Open **http://127.0.0.1:8765** in your browser. You should see a search interface where you can browse conversations, filter by agent, and expand context around results.

### Step 5: Connect your agent via MCP (optional)

This is the key step — it gives your AI agent direct access to Claw Recall's memory tools. See the [MCP Tools](#mcp-tools) section below.

---

## How It Works

```

Session Files (.jsonl)  ──→  indexer  ──→  SQLite DB  ──→  CLI / REST API / MCP

Gmail / Drive / Slack   ──→  capture  ──↗                  (agents query here)

Manual notes            ──→  capture  ──↗

```

Claw Recall watches your agent session files, indexes every message into SQLite with FTS5 full-text search, and optionally generates embeddings for semantic search. Three access layers let agents query from anywhere:

| Transport | Use Case | Start Command |

|-----------|----------|---------------|

| **MCP stdio** | Agents on the same machine | `python3 -m claw_recall.api.mcp_stdio` |

| **MCP SSE** | Agents on remote machines | `python3 -m claw_recall.api.mcp_sse` |

| **REST API** | Scripts, web UI, HTTP clients | `python3 -m claw_recall.api.web` |

---

## MCP Tools

[MCP (Model Context Protocol)](https://modelcontextprotocol.io/) is the standard way AI agents discover and use tools. Claw Recall exposes 8 tools via MCP — once connected, your agent can search conversations, capture insights, and recover context automatically.

| Tool | What It Does |

|------|-------------|

| **`search_memory`** | Search ALL sources in one call — conversations, thoughts (Gmail/Drive/Slack), and files. Auto-detects keyword vs semantic. |

| **`browse_recent`** | Full transcript of the last N minutes. The go-to tool for context recovery after compaction. |

| **`capture_thought`** | Save an insight so any agent can find it later. |

| `search_thoughts` | Search captured thoughts only. |

| `browse_activity` | Session summaries across agents. |

| `poll_sources` | Trigger Gmail/Drive/Slack polling. |

| `memory_stats` | Database statistics. |

| `capture_source_status` | External source capture stats. |

### Connect a Local Agent (stdio)

Use this when your agent runs **on the same machine** as Claw Recall. The agent communicates directly through stdin/stdout — no network needed.

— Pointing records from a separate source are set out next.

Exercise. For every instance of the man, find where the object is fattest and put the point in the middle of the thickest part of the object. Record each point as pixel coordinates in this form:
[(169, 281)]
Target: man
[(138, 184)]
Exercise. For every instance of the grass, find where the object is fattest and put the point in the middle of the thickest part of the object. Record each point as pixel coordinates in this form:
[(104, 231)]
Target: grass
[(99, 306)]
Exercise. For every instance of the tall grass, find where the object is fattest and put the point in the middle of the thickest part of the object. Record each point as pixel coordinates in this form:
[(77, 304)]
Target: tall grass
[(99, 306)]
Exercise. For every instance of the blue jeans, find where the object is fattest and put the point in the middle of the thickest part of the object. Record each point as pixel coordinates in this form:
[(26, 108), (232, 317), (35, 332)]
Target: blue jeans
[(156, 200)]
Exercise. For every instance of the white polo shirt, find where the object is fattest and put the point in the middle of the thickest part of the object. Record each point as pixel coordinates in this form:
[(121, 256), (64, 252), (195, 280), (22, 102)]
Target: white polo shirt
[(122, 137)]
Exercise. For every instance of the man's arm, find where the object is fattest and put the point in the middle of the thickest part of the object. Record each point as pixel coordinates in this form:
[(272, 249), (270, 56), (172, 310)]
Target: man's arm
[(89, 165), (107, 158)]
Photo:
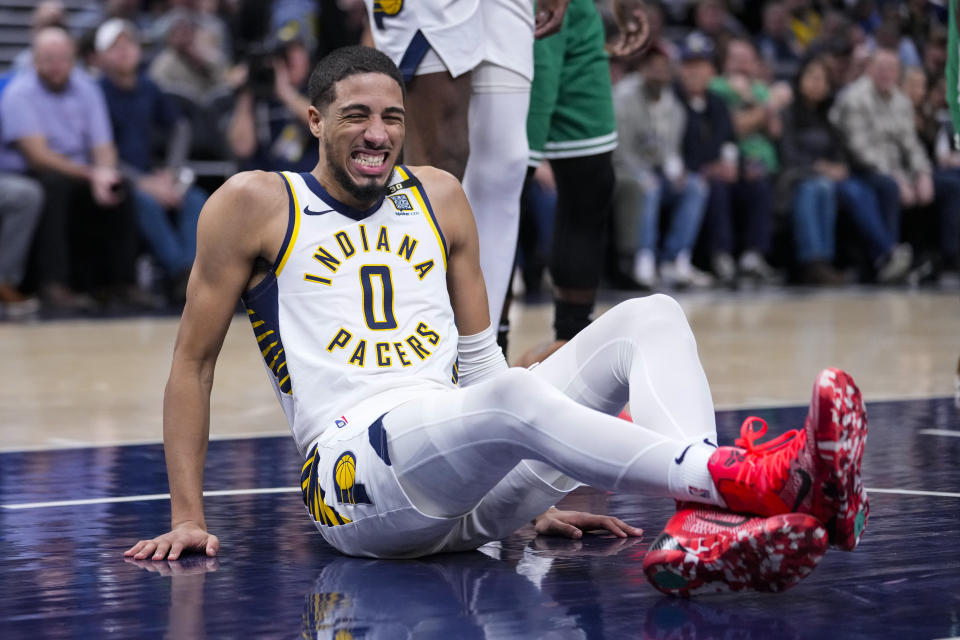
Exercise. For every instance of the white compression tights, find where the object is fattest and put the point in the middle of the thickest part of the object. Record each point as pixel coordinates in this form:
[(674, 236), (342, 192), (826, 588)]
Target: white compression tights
[(495, 170), (450, 450)]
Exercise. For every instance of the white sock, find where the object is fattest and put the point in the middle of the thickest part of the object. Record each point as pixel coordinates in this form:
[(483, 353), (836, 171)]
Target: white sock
[(690, 480)]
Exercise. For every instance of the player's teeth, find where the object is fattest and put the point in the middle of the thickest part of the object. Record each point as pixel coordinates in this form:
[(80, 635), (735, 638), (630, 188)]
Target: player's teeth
[(370, 161)]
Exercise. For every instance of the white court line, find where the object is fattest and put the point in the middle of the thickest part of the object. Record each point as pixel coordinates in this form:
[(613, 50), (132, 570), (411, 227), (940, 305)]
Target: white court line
[(149, 496), (248, 492), (914, 492), (940, 432)]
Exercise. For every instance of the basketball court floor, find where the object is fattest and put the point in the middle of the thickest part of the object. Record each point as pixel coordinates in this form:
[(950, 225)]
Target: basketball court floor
[(82, 478)]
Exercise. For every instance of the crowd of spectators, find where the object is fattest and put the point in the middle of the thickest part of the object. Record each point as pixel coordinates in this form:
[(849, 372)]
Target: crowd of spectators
[(762, 141), (813, 136)]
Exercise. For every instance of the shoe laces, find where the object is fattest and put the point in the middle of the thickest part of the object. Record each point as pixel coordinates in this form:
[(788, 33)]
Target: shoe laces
[(768, 460)]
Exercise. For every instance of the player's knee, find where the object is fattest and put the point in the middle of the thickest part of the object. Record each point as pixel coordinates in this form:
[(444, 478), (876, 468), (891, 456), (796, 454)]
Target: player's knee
[(450, 154), (519, 393), (655, 310)]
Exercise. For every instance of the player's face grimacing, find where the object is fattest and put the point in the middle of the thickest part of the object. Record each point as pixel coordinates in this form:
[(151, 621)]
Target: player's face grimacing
[(362, 136)]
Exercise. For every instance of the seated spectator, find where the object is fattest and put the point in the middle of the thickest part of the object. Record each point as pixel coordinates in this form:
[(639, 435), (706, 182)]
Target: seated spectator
[(137, 106), (712, 20), (817, 179), (20, 202), (755, 112), (776, 44), (888, 36), (648, 163), (805, 21), (47, 13), (268, 128), (55, 125), (879, 124)]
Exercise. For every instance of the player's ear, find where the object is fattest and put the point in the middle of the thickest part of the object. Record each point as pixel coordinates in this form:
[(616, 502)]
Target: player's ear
[(316, 121)]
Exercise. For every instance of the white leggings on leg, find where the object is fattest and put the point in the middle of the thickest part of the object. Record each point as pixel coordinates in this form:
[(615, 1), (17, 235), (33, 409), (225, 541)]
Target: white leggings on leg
[(481, 445), (495, 171)]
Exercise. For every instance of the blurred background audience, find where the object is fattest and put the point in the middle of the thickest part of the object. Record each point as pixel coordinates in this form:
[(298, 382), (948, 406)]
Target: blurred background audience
[(758, 139)]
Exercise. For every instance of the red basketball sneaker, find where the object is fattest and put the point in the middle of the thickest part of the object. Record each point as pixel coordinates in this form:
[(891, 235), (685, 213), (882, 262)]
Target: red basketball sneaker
[(706, 549), (815, 471)]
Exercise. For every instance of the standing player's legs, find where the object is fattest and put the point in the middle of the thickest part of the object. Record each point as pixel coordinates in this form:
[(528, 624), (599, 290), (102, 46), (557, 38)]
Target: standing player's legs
[(572, 124), (450, 450), (437, 132), (495, 171)]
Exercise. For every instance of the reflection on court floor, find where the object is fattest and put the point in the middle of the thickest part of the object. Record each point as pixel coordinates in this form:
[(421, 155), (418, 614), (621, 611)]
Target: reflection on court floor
[(66, 515)]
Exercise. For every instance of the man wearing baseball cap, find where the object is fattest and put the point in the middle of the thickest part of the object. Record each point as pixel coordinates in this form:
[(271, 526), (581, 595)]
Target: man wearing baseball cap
[(138, 111)]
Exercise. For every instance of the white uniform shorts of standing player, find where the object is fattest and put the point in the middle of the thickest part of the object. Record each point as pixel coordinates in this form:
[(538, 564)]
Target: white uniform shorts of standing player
[(493, 40), (418, 440)]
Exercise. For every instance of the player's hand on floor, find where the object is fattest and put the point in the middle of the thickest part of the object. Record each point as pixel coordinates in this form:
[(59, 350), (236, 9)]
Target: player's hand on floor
[(187, 536), (573, 524), (190, 565), (601, 546)]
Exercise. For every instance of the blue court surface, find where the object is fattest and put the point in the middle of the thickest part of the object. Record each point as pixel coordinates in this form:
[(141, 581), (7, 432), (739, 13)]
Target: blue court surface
[(67, 515)]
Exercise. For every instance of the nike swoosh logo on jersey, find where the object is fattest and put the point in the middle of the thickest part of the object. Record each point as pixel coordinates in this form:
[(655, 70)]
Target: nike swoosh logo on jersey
[(680, 459), (805, 484)]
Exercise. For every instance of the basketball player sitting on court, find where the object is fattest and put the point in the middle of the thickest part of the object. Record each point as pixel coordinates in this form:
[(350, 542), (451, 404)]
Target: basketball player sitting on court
[(362, 284)]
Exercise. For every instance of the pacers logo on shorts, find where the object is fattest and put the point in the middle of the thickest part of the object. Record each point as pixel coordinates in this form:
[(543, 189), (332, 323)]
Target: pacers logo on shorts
[(349, 491), (385, 8)]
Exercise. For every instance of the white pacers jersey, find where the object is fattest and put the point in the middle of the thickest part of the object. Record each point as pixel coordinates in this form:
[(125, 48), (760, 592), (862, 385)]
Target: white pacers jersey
[(355, 317), (463, 33)]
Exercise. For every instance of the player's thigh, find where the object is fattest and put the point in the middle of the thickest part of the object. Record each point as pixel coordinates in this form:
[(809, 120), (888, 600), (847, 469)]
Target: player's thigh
[(437, 132), (582, 122)]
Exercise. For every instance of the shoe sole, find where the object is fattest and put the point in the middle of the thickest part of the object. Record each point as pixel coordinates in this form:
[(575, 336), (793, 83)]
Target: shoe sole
[(838, 425), (771, 558)]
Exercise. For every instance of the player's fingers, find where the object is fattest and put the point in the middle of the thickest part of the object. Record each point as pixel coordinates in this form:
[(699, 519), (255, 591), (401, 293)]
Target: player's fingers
[(612, 525), (547, 23), (628, 529), (175, 550), (162, 548), (135, 548), (567, 530)]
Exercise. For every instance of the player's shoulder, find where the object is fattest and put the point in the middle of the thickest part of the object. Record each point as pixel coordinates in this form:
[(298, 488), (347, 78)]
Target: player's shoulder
[(253, 188), (439, 184)]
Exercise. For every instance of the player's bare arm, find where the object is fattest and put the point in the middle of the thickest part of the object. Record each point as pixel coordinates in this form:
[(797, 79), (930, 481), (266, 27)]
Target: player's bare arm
[(238, 225), (468, 297)]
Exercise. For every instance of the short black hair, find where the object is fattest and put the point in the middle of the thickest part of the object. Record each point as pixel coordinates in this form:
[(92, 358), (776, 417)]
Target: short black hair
[(344, 62)]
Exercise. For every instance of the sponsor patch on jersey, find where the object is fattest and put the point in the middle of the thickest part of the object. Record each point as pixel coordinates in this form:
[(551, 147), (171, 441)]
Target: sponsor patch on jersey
[(402, 204), (349, 491)]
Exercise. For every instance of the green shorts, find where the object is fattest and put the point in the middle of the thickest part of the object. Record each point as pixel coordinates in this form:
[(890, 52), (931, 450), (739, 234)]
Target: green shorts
[(571, 100)]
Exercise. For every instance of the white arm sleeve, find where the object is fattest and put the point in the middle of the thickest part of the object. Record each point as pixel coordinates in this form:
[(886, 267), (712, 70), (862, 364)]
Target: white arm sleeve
[(479, 357)]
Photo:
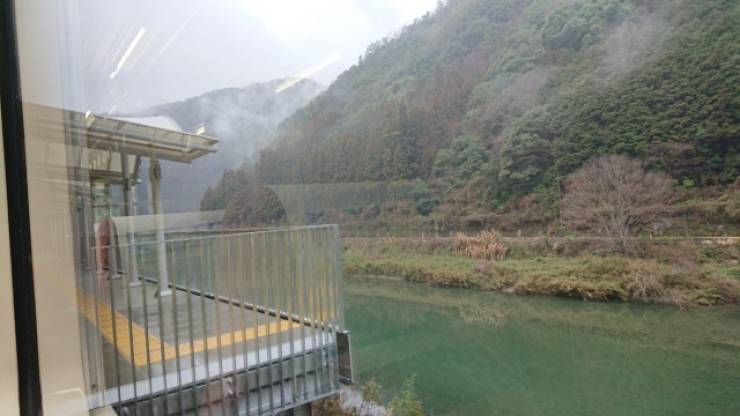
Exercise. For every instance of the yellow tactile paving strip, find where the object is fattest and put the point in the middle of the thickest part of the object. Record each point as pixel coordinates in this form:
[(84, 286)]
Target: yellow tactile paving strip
[(121, 337), (158, 350)]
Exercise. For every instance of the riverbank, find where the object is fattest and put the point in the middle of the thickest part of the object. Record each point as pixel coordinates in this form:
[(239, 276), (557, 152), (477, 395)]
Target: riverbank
[(482, 353), (677, 274)]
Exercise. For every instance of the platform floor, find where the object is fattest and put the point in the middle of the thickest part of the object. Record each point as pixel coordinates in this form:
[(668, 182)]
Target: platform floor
[(142, 345)]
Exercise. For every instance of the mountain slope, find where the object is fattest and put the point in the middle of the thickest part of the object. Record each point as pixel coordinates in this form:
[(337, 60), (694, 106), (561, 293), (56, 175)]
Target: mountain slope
[(528, 90), (243, 119)]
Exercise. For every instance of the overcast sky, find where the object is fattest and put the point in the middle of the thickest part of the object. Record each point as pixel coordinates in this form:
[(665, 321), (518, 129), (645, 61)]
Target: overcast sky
[(138, 53)]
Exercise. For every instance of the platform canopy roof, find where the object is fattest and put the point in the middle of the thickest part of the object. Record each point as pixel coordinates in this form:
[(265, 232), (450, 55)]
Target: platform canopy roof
[(149, 137)]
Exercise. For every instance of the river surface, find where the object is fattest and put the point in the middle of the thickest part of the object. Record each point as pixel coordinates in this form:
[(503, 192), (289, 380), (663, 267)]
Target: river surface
[(482, 353)]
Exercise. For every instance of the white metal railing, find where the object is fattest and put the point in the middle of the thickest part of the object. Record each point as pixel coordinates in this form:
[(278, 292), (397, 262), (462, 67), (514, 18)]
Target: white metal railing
[(250, 325)]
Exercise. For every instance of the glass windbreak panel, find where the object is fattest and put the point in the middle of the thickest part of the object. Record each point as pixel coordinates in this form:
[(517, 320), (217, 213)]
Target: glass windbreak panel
[(516, 207)]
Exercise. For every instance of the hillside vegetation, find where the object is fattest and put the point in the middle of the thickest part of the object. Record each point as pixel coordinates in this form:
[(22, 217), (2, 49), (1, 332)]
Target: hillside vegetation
[(488, 101), (242, 119)]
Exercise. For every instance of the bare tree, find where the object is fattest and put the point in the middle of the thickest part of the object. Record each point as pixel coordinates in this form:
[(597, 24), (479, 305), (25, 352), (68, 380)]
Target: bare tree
[(616, 197)]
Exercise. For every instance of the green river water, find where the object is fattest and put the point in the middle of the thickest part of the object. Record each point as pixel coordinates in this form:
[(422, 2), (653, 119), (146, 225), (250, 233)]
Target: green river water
[(482, 353)]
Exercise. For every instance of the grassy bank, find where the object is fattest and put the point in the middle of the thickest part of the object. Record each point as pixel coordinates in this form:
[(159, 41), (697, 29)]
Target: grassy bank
[(677, 274)]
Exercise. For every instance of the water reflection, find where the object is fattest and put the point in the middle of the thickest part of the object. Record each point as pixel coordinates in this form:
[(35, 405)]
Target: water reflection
[(489, 353)]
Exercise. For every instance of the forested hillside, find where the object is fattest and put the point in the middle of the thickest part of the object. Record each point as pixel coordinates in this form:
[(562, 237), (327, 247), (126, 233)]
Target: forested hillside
[(243, 119), (499, 99)]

**Claude Code** — add to `~/.claude.json` (create the file if it doesn't exist):

```json

{

  "mcpServers": {

    "claw-recall": {

      "command": "python3",

      "args": ["-m", "claw_recall.api.mcp_stdio"],

      "env": { "PYTHONPATH": "/home/youruser/claw-recall" }

    }

  }

}

```

**Replace `/home/youruser/claw-recall`** with the actual path where you cloned the repo (run `pwd` inside the claw-recall directory to find it).

After saving the file, **restart Claude Code** for the tools to appear. You can verify by asking Claude Code: *"What MCP tools do you have access to?"* — it should list `search_memory`, `browse_recent`, etc.

**OpenClaw** — add to your agent config (typically `~/.openclaw/openclaw.json` or `~/.openclaw/agents//agent/config.json`):

```json

{

  "mcpServers": {

    "claw-recall": {

      "command": "python3",

      "args": ["-m", "claw_recall.api.mcp_stdio"],

      "env": { "PYTHONPATH": "/home/youruser/claw-recall" }

    }

  }

}

```

**Other MCP clients** — any client that supports the MCP stdio transport uses the same JSON structure. Check your client's documentation for where to put MCP server configs.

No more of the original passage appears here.